Key sectors such as automobiles and petrochemicals, which are blocked from trade with Iran under sanctions by the U.S. Treasury’s Office of Foreign Assets Control, are expected to be revitalized, analysts said.
As an initial lightening of curbs, the deal would suspend economic sanctions on Iran’s auto and petrochemical industries. This would pave the way for Korean companies, especially small and medium auto enterprises, to resume exports to Iran, where about 50 percent of its auto parts were previously imported from Korea.
“The gradual lifting of such sanctions will benefit not only Korean auto parts makers but also the steel and petrochemical industries,” said a researcher at the Korea Institute for International Economic Policy.
The Bank of Korea also projected an increase in exports of auto parts due to the nuclear deal between Iran and the six powers.
However, Korean policymakers remained cautious as the parties clinched an “interim” deal after six months of negotiations, meaning that some of the tough sanctions on Iran could remain as long as the Islamic Republic does not show full commitment.
A policymaker in Seoul said that the U.S. held the “key” to this deal, but that Congress may not support it if it sees that Iran is not following through with its commitment.
The deal does not point to a complete suspension of Iran’s uranium enrichment program.

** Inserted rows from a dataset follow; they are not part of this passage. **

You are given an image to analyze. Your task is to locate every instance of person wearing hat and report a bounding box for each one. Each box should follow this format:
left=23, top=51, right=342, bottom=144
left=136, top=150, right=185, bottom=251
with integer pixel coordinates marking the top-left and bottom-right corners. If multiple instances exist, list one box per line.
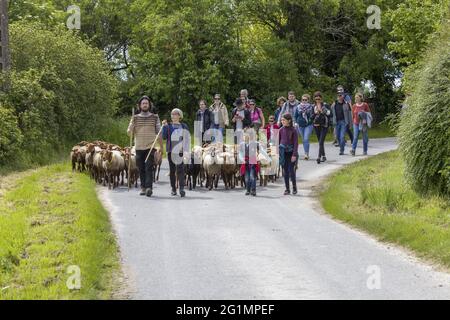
left=209, top=94, right=229, bottom=139
left=127, top=96, right=164, bottom=197
left=231, top=98, right=252, bottom=131
left=162, top=108, right=190, bottom=197
left=331, top=89, right=353, bottom=155
left=333, top=86, right=354, bottom=146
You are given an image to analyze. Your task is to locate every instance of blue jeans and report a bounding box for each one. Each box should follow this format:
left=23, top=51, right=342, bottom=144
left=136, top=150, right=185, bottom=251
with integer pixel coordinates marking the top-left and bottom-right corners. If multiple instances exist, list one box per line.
left=245, top=165, right=257, bottom=193
left=352, top=124, right=369, bottom=153
left=298, top=125, right=313, bottom=155
left=283, top=151, right=297, bottom=191
left=335, top=120, right=347, bottom=153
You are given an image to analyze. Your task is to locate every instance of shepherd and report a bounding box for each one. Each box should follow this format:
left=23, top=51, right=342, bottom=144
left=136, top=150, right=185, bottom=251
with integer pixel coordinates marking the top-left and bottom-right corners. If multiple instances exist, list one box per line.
left=127, top=96, right=164, bottom=197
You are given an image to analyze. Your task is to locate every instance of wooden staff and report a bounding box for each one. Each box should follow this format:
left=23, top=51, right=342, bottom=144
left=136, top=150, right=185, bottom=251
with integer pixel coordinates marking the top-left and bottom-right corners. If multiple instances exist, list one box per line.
left=145, top=126, right=163, bottom=164
left=127, top=107, right=135, bottom=191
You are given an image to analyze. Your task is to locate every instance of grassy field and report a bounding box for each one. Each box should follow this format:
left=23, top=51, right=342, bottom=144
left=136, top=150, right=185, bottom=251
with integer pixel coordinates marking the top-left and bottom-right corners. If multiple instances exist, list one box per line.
left=0, top=163, right=120, bottom=299
left=320, top=151, right=450, bottom=268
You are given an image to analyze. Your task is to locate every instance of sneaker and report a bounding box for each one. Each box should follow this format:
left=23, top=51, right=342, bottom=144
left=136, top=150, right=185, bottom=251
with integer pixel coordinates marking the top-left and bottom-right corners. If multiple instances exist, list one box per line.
left=171, top=189, right=177, bottom=196
left=293, top=188, right=298, bottom=195
left=363, top=152, right=368, bottom=156
left=145, top=188, right=153, bottom=197
left=339, top=152, right=344, bottom=156
left=245, top=191, right=250, bottom=196
left=304, top=154, right=309, bottom=161
left=284, top=190, right=291, bottom=195
left=322, top=156, right=327, bottom=162
left=140, top=188, right=146, bottom=196
left=317, top=158, right=321, bottom=164
left=180, top=190, right=186, bottom=198
left=351, top=149, right=356, bottom=157
left=251, top=191, right=257, bottom=197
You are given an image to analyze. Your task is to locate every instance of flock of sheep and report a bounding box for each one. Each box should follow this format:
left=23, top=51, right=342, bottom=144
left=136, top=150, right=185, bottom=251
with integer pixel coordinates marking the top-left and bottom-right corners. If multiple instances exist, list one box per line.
left=70, top=141, right=281, bottom=191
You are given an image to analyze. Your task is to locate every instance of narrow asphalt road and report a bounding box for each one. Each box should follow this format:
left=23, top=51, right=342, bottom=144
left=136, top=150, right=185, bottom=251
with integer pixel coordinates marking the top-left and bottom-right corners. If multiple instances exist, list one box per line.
left=98, top=138, right=450, bottom=300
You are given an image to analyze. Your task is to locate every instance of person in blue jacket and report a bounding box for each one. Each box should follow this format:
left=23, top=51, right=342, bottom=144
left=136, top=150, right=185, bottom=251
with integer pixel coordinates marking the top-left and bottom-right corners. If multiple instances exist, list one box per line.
left=162, top=108, right=190, bottom=197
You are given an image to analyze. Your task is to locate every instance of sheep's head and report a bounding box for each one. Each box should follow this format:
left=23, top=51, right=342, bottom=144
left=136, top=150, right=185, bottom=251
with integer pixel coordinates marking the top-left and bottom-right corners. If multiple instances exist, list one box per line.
left=103, top=150, right=113, bottom=163
left=87, top=144, right=96, bottom=153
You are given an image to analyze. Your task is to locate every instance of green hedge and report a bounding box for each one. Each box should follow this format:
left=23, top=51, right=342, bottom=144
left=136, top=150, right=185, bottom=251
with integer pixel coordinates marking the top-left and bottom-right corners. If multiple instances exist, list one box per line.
left=0, top=22, right=119, bottom=169
left=398, top=20, right=450, bottom=196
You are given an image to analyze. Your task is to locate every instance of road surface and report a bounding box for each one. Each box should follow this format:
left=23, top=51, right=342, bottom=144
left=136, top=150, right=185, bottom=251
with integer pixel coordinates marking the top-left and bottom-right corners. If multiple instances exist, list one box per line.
left=97, top=138, right=450, bottom=299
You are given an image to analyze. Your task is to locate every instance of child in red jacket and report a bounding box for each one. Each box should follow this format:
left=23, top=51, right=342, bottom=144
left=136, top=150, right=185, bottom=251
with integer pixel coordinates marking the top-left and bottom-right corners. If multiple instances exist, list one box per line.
left=264, top=115, right=280, bottom=146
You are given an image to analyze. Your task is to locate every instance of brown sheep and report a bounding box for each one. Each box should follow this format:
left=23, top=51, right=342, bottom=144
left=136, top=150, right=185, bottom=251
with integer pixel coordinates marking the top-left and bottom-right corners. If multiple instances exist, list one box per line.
left=70, top=146, right=80, bottom=172
left=102, top=150, right=125, bottom=190
left=124, top=149, right=139, bottom=188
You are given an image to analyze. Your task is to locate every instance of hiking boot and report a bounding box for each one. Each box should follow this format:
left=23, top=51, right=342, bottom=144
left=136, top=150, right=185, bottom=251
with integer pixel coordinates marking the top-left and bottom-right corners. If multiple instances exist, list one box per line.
left=140, top=188, right=146, bottom=196
left=351, top=149, right=356, bottom=156
left=145, top=188, right=153, bottom=197
left=284, top=189, right=291, bottom=195
left=180, top=190, right=186, bottom=198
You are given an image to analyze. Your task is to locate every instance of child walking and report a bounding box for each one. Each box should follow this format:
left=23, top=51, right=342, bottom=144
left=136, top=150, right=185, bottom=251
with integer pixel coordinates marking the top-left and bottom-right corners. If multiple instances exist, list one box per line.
left=279, top=114, right=299, bottom=195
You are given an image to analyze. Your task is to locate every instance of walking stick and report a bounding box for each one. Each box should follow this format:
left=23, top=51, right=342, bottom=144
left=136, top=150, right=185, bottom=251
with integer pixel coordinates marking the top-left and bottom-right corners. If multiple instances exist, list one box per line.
left=145, top=126, right=163, bottom=164
left=128, top=107, right=135, bottom=192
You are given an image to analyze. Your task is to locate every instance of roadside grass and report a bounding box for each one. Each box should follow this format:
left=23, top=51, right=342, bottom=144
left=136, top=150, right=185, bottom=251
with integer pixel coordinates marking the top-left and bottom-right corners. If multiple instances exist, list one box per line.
left=320, top=151, right=450, bottom=268
left=0, top=163, right=119, bottom=299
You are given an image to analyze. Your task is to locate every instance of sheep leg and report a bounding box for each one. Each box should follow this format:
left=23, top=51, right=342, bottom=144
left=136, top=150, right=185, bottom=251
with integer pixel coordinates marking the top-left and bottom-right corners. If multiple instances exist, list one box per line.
left=214, top=175, right=219, bottom=189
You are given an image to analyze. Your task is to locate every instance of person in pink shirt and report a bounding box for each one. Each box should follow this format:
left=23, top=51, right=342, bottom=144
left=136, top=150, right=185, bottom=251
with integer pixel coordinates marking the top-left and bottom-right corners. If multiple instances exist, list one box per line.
left=351, top=93, right=372, bottom=156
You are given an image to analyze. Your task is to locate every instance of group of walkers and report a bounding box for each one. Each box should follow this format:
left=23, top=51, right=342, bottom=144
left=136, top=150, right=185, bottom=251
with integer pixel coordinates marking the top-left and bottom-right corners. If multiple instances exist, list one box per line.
left=127, top=86, right=373, bottom=198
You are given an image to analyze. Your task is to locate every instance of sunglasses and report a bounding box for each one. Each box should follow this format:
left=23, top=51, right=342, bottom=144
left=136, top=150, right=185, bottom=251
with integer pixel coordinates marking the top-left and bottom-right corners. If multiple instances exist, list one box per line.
left=302, top=99, right=308, bottom=102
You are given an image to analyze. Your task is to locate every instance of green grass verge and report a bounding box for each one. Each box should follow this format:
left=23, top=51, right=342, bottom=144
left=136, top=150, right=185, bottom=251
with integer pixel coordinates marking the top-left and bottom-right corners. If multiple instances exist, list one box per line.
left=0, top=163, right=120, bottom=299
left=320, top=151, right=450, bottom=268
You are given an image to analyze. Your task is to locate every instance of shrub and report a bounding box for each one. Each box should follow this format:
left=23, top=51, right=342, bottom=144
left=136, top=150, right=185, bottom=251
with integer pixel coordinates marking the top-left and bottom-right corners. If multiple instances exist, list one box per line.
left=0, top=21, right=119, bottom=169
left=398, top=20, right=450, bottom=196
left=0, top=105, right=23, bottom=165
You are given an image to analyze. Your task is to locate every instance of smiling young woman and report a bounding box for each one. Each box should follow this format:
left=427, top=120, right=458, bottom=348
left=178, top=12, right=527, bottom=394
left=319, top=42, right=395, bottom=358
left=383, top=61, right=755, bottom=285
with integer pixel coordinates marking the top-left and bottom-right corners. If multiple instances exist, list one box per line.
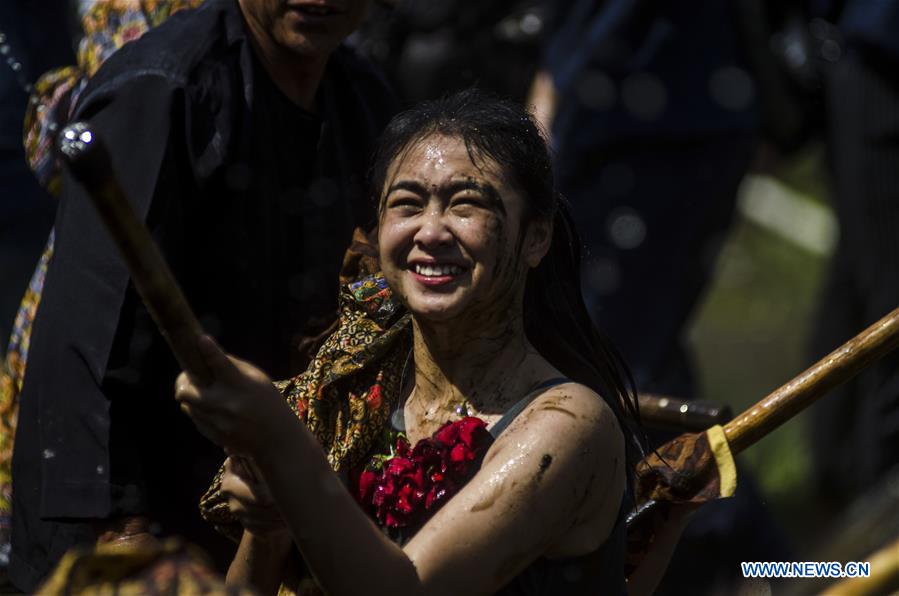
left=178, top=89, right=644, bottom=595
left=377, top=133, right=546, bottom=324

Even though the interim deal eases some sanctions on Iran’s economy, its oil exports, the country’s main source of growth, will remain under tight restrictions. On top of this, global investors will be held back from investing in Iran’s energy sector.
Korea, which depends on oil to maintain its economic growth, saw its oil imports from the Middle Eastern country fall by about 20 percent on average per year over the last two years. This was following tougher sanctions imposed by the international community, led by the U.S., according to the Ministry of Trade, Industry and Energy.
Korean exports to Iran, which totaled about $2.3 billion from January to April, 2012, fell to $1.8 billion during the same period this year, even though Korea has been exempted by the U.S from the list of countries barred from conducting oil transactions with Iran.
The decrease in trade with Iran impelled Korea to provide relief, including liquidity injections and debt rollovers, to small and medium enterprises in the first half of this year.